妖精の血をベースにして輝石に取り込ませる方法よ! 一匹取り込みに成功すれば後は分裂でも効果は落ちるけど、維持が出来るのっ! 凄いわよねっ!」
「私はやりませんからね」
「あの見習い魔人ちゃん貸してっ」
……実験したくて仕方がないのね。
私はあからさまな溜息を吐く。
「お祖母様、カインは私の大事な駒なの。それに今はお祖母様の指示通り死者の谷へ行っているわ」
「つまんなぁい!」
お祖母様は足をバタつかせながら不満を口にしている。
「あと、どれくらいで帰って来れそうなの?」
「長くて半年ではないでしょうか」
「半年かぁ、残念! また出かけるんだよねっ! エイシャっ、代わりに彼に埋め込んでおいて!」
「そもそも埋め方も分かりませんし、危ないに決まっています。他の物でやってから再度来てください」
「はいはい。仕方がないわね。分かったわ。じゃ! 私は行くわねっ! 彼に宜しくねっ!」
パッと居なくなったお祖母様。テーブルには一枚の手紙が残されていた。やはり人間が関わっていたのね。それにしても嵐だったわ。でも流石お祖母様ね。あの短期間できちっと調べ上げているもの。

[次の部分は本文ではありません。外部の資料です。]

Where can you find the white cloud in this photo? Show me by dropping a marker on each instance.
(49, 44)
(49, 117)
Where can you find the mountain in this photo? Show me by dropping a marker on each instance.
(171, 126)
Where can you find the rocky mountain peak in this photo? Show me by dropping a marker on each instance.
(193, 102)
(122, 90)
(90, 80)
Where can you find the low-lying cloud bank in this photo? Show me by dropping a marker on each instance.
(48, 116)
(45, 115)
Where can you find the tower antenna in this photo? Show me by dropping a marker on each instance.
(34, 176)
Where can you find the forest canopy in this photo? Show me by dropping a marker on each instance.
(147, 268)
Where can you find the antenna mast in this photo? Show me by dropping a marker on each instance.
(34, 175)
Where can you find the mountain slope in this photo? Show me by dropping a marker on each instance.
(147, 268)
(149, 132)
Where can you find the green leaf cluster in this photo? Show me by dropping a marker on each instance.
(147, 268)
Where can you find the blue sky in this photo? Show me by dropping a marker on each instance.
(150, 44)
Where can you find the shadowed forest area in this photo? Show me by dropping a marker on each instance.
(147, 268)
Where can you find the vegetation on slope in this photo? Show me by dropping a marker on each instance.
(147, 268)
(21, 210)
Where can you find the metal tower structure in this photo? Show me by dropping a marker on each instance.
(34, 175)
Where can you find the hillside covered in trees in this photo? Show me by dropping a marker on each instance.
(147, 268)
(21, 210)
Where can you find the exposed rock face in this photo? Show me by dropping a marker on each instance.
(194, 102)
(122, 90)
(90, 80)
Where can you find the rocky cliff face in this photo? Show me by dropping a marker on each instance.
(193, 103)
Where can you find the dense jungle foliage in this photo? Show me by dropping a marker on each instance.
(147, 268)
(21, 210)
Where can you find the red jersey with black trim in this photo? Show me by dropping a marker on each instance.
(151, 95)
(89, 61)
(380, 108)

精霊王に祖母が調べたことを手紙でも書いておきますか。
「ガロン、これを精霊王に渡してきてちょうだい」
「分かりました」
そう言ってガロンは手紙を嫌がる事なく渡しに出た。さて、久々に一人ね。
退屈だし、サーバルを揶揄いに行こうかしら?
私はいつもの格好をして王宮に飛んだ。どうやらサーバルは会議の真っ最中だったようね。大きなテーブルを挟んで大勢の男達は大声で怒鳴り合いとなっていた。
私は何事も無かったかのようにサーバルの膝に座る。大臣達は驚き、サーバルも意表を突かれたのか動けずにいる。
「あらぁ、私に構わず会議をなさって?」
先程の怒鳴り合うような声は止み、冷静さを取り戻したように話をし出した。
私はどこからともなくお茶と苺を出してサーバルの上で食べ始める。その異様な風景に一同言葉を無くしているわね。
ふふっ、会議は煮詰まっているようだしそろそろいいかしら?
私は微笑みながらサーバルの口に苺を一つ放り込む。
「会議を続けよ。ワシは少し席を外す」
もぐもぐしながらも無表情で私をお姫様抱っこし、部屋を出るサーバル。
ふふっ、思っていたよりサーバルは華奢なのね。
彼の執務室に入ると、そっと私をソファへ座らせてからサーバルは向かいの席に座る。
「元気だったかしら? カインの葬式以来ね」
「父上っ、父上はあれからどうなったのですか!?」
やはりあの時、サーバルは私たちに気づいていたようね。サーバルはカインを心配しているようで前のめりになって聞いてきた。
「あらあら、そんなに焦らないで? カインはね、元気よ? 今はちょーっと死にかけているかもしれないわね。葬式の時に会ったでしょう? ふふっ、あの時はとっても楽しかったわ」
「父上はもう帰って来ないのですか?」
サーバルは父に捨てられた子供のように目で私を見つめる。
「カインは寿命を全うしたのよ? 偶に私と一緒に覗きに来る事があっても、国に戻る事は無いわ」
「……そうですね。たしかに医師からはもってあと数日だと言われていた。貴方は父上の妻なのですか?」
「さあ? よく分からないわ、その質問。私はここに来た理由はお願いがあってきたのよ? カインの事ではないわ」
「願いとは何でしょうか?」
私はパチンと指を鳴らし紅茶を出す。
「この紅茶、美味しいでしょう? カインが私の為に淹れてくれるの」
サーバルは目の前に出されたお茶を確かめるよう口に含ませる。
「ニンフの森の側にある教会と酒場に居る人達を全て確保してきて?」
「また突然。なぜですか?」
「犯罪者を精霊王に差し出すためよ? そうねぇ、報酬としてサーバルの息子に家庭教師を連れてきてあげてもいいわ」
「それは報酬なのでしょうか?」
サーバルは眉を顰め、私の提案にいまいち乗り気ではないようだ。
「あら? 貴方は気付いていないの? 息子の事よ? このままでは王太子になれないのは分かっているのに?」
サーバルは思うところがあるのかグッと押し黙った。
「カインにはガロンが付いていたでしょう?」
「ええ、幼い頃、ガロン殿がいつも父の側に居たのは知っています」
「カインは家族を失い、一人で賢王として国を繁栄させることが出来たわ」
「そうですね」
「このままだとサーバルの代でまた王族殺しが起こっても可笑しくはないでしょうねぇ」
「……」
意味深な言葉を出し、サーバルの反応を窺う。サーバルはカインの苦労を知っているのだろう。彼が胸ポケットに挿してある万年筆はカインの父の物だ。